After the retirement of DB3/3, the Collins/Griffith car (DB3/5) went on to win. Even this did not occur without trauma, for in the last hour number two exhaust valve broke, and this resulted in a drop of 600 RPM. Furthermore, the fabricated exhaust manifold cracked, and we could see the flames coming from hood on the over-run at the end of Levant Straight. On the last pit stop, John King poured water into the cockpit and over Peter Collins (remember, this is at 11:00 PM), simply telling him to press on – which he did! At the conclusion of the race, the celebrations, prize-giving, and so forth, John and I went to return the car to the hotel’s garage. We couldn’t have moved more than twenty yards when the engine dead completely. Investigating, we found the coil laying in the undertray – the coil bracket had fractured!

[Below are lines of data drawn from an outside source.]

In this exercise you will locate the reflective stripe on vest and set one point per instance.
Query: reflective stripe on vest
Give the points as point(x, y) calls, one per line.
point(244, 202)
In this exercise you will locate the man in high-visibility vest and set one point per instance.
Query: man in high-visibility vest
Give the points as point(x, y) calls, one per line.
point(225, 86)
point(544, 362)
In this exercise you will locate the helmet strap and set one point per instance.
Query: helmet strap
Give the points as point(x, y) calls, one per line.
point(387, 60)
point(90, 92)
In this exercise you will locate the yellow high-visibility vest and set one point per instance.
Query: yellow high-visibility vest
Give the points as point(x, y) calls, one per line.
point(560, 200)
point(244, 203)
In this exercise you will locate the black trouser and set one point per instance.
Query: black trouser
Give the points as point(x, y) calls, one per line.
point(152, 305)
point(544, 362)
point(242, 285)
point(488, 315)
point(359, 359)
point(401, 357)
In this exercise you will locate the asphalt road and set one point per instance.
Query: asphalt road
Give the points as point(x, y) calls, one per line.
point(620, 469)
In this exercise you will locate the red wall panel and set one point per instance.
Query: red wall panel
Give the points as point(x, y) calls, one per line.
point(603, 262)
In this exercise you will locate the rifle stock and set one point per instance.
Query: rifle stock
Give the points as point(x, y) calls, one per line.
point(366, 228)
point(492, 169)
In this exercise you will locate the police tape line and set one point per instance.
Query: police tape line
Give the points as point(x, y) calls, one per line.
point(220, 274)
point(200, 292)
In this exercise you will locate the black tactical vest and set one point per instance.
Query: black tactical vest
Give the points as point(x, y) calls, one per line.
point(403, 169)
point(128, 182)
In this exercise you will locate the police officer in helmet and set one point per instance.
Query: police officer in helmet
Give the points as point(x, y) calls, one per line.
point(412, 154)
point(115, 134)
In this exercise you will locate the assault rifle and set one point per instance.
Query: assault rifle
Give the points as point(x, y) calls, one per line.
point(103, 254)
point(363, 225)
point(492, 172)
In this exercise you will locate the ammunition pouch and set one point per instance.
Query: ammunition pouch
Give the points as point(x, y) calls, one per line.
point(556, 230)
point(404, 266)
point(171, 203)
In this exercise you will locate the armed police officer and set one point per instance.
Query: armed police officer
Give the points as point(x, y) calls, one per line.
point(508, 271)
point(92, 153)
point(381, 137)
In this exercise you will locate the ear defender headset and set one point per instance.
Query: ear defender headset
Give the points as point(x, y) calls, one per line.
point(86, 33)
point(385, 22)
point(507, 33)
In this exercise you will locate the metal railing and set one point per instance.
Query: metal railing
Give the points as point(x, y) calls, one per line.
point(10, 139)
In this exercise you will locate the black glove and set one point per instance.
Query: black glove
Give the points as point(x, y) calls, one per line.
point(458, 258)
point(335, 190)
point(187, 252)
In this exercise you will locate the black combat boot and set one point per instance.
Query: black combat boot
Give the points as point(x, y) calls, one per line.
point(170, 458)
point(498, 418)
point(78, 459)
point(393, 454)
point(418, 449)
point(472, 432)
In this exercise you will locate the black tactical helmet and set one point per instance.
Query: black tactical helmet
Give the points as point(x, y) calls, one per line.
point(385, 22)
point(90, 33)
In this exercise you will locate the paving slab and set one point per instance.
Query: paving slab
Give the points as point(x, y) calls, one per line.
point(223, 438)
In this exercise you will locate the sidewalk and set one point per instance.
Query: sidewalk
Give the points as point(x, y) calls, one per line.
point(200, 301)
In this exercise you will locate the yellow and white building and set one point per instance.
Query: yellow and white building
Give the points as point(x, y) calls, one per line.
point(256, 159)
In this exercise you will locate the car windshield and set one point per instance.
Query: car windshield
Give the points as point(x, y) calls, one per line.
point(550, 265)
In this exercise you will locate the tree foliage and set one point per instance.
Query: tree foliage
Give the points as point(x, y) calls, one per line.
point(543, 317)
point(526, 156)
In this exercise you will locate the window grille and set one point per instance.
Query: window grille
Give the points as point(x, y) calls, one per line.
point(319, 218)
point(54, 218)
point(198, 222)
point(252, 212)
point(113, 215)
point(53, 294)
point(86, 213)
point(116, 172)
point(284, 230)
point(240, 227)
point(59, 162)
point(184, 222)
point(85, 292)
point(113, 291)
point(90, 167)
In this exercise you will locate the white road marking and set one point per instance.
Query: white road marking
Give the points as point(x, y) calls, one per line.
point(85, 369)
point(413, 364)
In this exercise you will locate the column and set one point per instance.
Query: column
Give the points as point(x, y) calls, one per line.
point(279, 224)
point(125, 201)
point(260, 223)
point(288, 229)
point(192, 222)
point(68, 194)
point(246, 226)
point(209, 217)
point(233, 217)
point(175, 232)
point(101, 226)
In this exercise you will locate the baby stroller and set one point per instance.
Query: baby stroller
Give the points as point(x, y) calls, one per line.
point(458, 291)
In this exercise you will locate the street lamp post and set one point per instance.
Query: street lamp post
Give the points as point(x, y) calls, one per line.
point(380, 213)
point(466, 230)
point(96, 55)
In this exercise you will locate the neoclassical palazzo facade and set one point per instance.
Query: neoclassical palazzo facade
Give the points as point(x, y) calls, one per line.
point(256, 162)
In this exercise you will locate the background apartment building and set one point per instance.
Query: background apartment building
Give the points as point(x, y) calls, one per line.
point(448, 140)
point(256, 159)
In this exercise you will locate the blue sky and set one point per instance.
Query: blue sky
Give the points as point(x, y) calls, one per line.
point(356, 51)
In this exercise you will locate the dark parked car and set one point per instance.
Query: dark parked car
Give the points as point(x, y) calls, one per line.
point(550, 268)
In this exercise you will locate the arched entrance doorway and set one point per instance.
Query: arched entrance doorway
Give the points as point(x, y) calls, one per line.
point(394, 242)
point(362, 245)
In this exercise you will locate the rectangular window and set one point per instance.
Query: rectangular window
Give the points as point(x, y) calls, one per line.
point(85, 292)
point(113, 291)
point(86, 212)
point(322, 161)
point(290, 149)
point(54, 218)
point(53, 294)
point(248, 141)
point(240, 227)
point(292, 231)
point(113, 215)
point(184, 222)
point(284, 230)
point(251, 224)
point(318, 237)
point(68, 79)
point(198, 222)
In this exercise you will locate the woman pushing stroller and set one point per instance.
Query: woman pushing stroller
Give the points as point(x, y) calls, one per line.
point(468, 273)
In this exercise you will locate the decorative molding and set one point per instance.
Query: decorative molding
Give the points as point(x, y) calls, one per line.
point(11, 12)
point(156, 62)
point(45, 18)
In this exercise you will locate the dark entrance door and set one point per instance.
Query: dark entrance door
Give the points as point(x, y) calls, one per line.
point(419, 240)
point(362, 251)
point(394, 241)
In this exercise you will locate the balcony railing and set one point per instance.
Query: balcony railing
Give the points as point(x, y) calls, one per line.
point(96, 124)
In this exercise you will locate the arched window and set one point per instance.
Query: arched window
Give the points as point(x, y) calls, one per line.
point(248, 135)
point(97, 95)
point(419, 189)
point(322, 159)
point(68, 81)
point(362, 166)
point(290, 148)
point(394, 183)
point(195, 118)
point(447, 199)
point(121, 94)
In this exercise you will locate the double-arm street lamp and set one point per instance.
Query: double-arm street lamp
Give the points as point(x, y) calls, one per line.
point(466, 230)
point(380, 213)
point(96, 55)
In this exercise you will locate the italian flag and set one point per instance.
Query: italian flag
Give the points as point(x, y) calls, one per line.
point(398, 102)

Our racing manager was hospitalized, but not idle; his plans included a prolonged test to next year’s cars with revised 3-litre engines, modified hypoids, etc., etc., etc. Bill James, Fred Lown, John King, and I were charged with building these cars, and my notebook dated November 3, 1952, shows these cars having the following specification:

DB3/4, Engine # DP101/7 Engine: 2.9L Goodwood Spec.

Crankshaft: EN.25

Main Bearings: GPD 98/1

Rod Bearings: RD3523 Copper Lead

Pistons: A72004 8.25:1 C/R

Block: Cast Iron Modified

Carburettors: Weber 36 DCF/5

Exhaust Manifold: Cast

Clutch: DB278

Drive Plate: 5071

Lining: Mintex 19

Rear Ratio: 9/34 Four Star Diff

Brake Linings: Mintex M.14

Wheel Cylinders: 1-1/8" dia.

Rear Torsion Bar: 56138/56310

DB3/5, Engine # DP101/8 Engine: 2.9L Goodwood Spec.

Crankshaft: EN.25

Main Bearings: 4143

Rod Bearings: 071537

Pistons: A72004 8.25:1 C/R

Block: Cast Iron, Standard

Carburettors: Weber 35 DCO/1

Exhaust Manifold: Fabricated

Clutch: DB279

Drive Plate: 5071

Lining: Reybestos 41

Rear Ratio: 9/34 Four Star Diff

Brake Linings: Mintex M.20

Wheel Cylinder: 1" dia.

Rear Torsion Bar: C71963/71937

December saw us off to Monza for testing, with Bill James and I in the transporter, and Jack Sopp and John King in the Lagonda prototype – this known as the "Red Monster" – as escort. Our departure date coincided with what Londoners, in 1952, called the Five Day Fog (some 2500 people died during this period). Our normal five-hour journey from Feltham to Dover took almost twelve hours on this occasion; in fact, the fog also blanketed part of France, and we did not escape this miserable condition until we were approaching Chateau Thierry. John Wyer and his assistant, Brian Clayton, with drivers Abecassis, Collins, and Griffith, attempted the journey to Monza in the DeHaviland Dove; but, because of the adverse weather, they completed it by train! At last, however, they arrived. The first two days’ tests were conducted in fairly good weather; but then the fog came, and this was followed by snow! We cleared the track by lapping in the Lagonda, and found that the lap times for the DB3 were not much slower than they would have been under ordinary wet conditions. Homeward bound for Christmas, we felt enough had been accomplished to set out 1953 specifications with some confidence – and so we ended our 1952 season.